Choosing “the best” representative depends on the way we measure “how bad is it”

Once we choose an *error function*, we look for the value that
gives the smallest error

(we say it *minimizes* the error function)
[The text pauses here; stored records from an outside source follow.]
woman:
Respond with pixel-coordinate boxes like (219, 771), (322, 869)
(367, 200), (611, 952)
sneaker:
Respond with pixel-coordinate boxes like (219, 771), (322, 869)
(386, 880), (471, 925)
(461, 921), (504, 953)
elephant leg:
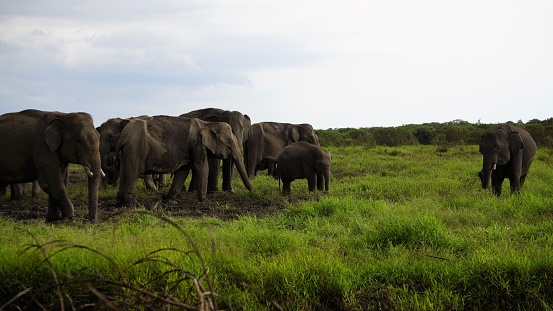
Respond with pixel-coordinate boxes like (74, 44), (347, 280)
(509, 176), (522, 193)
(157, 174), (166, 189)
(492, 170), (504, 196)
(163, 166), (190, 200)
(192, 161), (209, 202)
(223, 159), (234, 192)
(46, 187), (75, 221)
(188, 172), (198, 192)
(117, 152), (139, 206)
(142, 174), (157, 192)
(32, 180), (40, 199)
(282, 178), (292, 195)
(10, 183), (27, 201)
(307, 173), (317, 191)
(207, 158), (220, 193)
(520, 175), (526, 188)
(46, 194), (61, 221)
(317, 173), (325, 191)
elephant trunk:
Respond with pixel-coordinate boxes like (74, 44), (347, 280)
(85, 152), (104, 222)
(233, 155), (252, 191)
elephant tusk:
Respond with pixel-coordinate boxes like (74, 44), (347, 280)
(83, 166), (94, 177)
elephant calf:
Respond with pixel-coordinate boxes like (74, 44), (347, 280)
(277, 141), (332, 194)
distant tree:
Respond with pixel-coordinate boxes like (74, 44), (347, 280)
(414, 125), (436, 145)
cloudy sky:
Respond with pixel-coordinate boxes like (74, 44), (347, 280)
(0, 0), (553, 129)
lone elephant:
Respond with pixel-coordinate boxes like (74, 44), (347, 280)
(96, 116), (166, 191)
(0, 180), (40, 201)
(116, 116), (252, 205)
(478, 124), (536, 196)
(244, 122), (320, 177)
(180, 108), (252, 192)
(0, 109), (103, 221)
(277, 141), (332, 194)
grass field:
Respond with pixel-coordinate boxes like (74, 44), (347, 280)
(0, 146), (553, 310)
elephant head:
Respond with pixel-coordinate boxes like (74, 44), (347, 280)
(200, 122), (252, 190)
(97, 118), (134, 186)
(478, 127), (524, 189)
(290, 123), (320, 146)
(180, 108), (251, 192)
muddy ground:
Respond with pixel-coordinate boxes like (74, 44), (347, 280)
(0, 171), (296, 221)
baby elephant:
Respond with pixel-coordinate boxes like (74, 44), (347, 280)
(277, 141), (331, 194)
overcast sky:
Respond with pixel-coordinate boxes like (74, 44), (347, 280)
(0, 0), (553, 129)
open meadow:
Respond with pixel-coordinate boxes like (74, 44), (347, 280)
(0, 145), (553, 310)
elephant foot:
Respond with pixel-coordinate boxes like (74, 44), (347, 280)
(163, 199), (180, 205)
(198, 195), (207, 202)
(46, 215), (62, 223)
(223, 187), (234, 193)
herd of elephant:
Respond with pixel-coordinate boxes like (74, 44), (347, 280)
(0, 108), (536, 222)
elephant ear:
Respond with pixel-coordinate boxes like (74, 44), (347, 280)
(202, 114), (219, 122)
(200, 126), (217, 153)
(509, 132), (524, 153)
(119, 119), (131, 130)
(304, 151), (316, 166)
(44, 118), (63, 152)
(290, 126), (301, 143)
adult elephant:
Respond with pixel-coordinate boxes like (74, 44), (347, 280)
(277, 141), (331, 194)
(180, 108), (252, 192)
(244, 122), (320, 177)
(0, 109), (103, 221)
(478, 124), (537, 196)
(117, 116), (252, 205)
(97, 116), (165, 191)
(0, 180), (40, 201)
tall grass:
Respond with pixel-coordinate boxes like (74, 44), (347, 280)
(0, 146), (553, 310)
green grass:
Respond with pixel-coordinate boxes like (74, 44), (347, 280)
(0, 146), (553, 310)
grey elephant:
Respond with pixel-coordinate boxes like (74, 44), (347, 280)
(117, 116), (252, 205)
(244, 122), (320, 177)
(0, 180), (40, 201)
(96, 116), (166, 191)
(478, 124), (537, 196)
(180, 108), (251, 192)
(277, 141), (332, 194)
(0, 109), (103, 221)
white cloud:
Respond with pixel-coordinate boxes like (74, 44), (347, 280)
(0, 0), (553, 128)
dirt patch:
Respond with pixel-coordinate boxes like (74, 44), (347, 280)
(0, 192), (289, 221)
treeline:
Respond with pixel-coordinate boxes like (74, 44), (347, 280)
(316, 118), (553, 147)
Median minimizes the absolute error

Mean minimizes the squared error

We found that the average \(\bar{𝐲}\) is the value \(β\) that minimizes the squared error \[\mathrm{SE}_𝐲 (β)=\sum_i (y_i-β)^2\] This is our initial measure of “quality of representative”

Larger values of squared error are bad

Why makes the squared error to be large?

- Data values \(y_i\) separate and get more spread
- There are more values \(y_i\) in the set

The first part is good, it is what we want

But the second is unfortunate

How can we correct it?

To compensate, we divide by the number of values \[\mathrm{MSE}_𝐲 (β)=\frac 1 n \sum_i (y_i-β)^2\]

The smallest MSE is achieved when \(β\) is the mean \(\bar{𝐲}\) \[\text{Smallest } \mathrm{MSE}_𝐲 (\bar{𝐲})=\frac 1 n \sum_i (y_i-\bar{𝐲})^2\]

This value is called *variance* of \(𝐲\)

\[\begin{aligned} \mathrm{var}(𝐲)&=\frac 1 n \sum_i (y_i-\bar{𝐲})^2=\frac 1 n \sum_i (y_i^2-2\bar{𝐲}y_i+ \bar{𝐲}^2)\\ &=\frac 1 n \sum_i y_i^2-2\bar{𝐲}\frac 1 n \sum_i y_i+ \bar{𝐲}^2\frac 1 n \sum_i 1\\ &=\frac 1 n \sum_i y_i^2-2\bar{𝐲}\bar{𝐲}+ \bar{𝐲}^2\frac 1 n n\\ &=\frac 1 n \sum_i y_i^2-2\bar{𝐲}^2+ \bar{𝐲}^2\\ &=\frac 1 n \sum_i y_i^2-\bar{𝐲}^2\\ \end{aligned}\]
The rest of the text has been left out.